ClosedXML
ClosedXML copied to clipboard
Pivot table - support groups fields
Do you want to request a feature or report a bug?
- [x] Bug
- [ ] Feature
- [ ] Question
Did you test against the latest CI build?
- [ ] Yes
- [x] No
If you answered No, please test with the latest development build first.
I cloned and ran locally via ClosedXML.Sandbox.
Version of ClosedXML
0.102.0
What is the current behavior?
Exception during load of a vendor provided spreadsheet.

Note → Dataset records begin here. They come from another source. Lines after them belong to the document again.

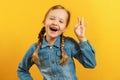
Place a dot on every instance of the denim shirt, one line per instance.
(50, 55)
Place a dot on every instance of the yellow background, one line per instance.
(21, 20)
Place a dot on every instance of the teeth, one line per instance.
(53, 28)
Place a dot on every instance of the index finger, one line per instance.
(79, 22)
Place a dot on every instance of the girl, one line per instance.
(53, 53)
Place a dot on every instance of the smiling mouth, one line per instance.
(53, 29)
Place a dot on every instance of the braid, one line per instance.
(35, 57)
(64, 58)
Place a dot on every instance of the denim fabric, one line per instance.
(50, 55)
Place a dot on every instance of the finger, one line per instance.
(82, 23)
(79, 22)
(86, 24)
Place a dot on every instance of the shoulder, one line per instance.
(70, 41)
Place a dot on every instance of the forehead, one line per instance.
(59, 13)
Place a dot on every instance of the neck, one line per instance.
(50, 40)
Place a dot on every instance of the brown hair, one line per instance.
(64, 57)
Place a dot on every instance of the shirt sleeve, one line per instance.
(84, 53)
(26, 63)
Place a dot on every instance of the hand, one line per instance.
(80, 29)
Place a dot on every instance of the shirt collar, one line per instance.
(56, 44)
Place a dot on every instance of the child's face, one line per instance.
(55, 22)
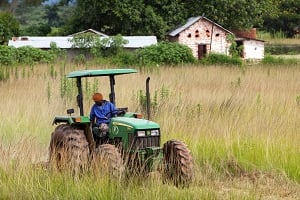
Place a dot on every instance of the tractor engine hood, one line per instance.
(134, 123)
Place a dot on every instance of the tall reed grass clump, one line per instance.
(242, 126)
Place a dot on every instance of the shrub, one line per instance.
(166, 53)
(214, 59)
(8, 55)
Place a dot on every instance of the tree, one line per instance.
(288, 20)
(9, 27)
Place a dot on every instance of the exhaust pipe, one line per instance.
(148, 98)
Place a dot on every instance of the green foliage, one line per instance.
(287, 21)
(9, 27)
(271, 60)
(8, 55)
(221, 59)
(166, 53)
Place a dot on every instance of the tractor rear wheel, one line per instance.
(69, 149)
(108, 160)
(178, 163)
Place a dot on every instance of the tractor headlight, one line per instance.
(141, 133)
(155, 132)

System.ArgumentOutOfRangeException: The column 'xyz' does not appear in the source range. (Parameter 'sourceName')
at ClosedXML.Excel.XLPivotFields.Add(String sourceName, String customName)
at ClosedXML.Excel.XLPivotFields.Add(String sourceName)
at ClosedXML.Excel.XLWorkbook.LoadSpreadsheetDocument(SpreadsheetDocument dSpreadsheet)
at ClosedXML.Excel.XLWorkbook.LoadSheets(Stream stream)
at ClosedXML.Excel.XLWorkbook.Load(Stream stream)
at ClosedXML.Excel.XLWorkbook..ctor(Stream stream, LoadOptions loadOptions)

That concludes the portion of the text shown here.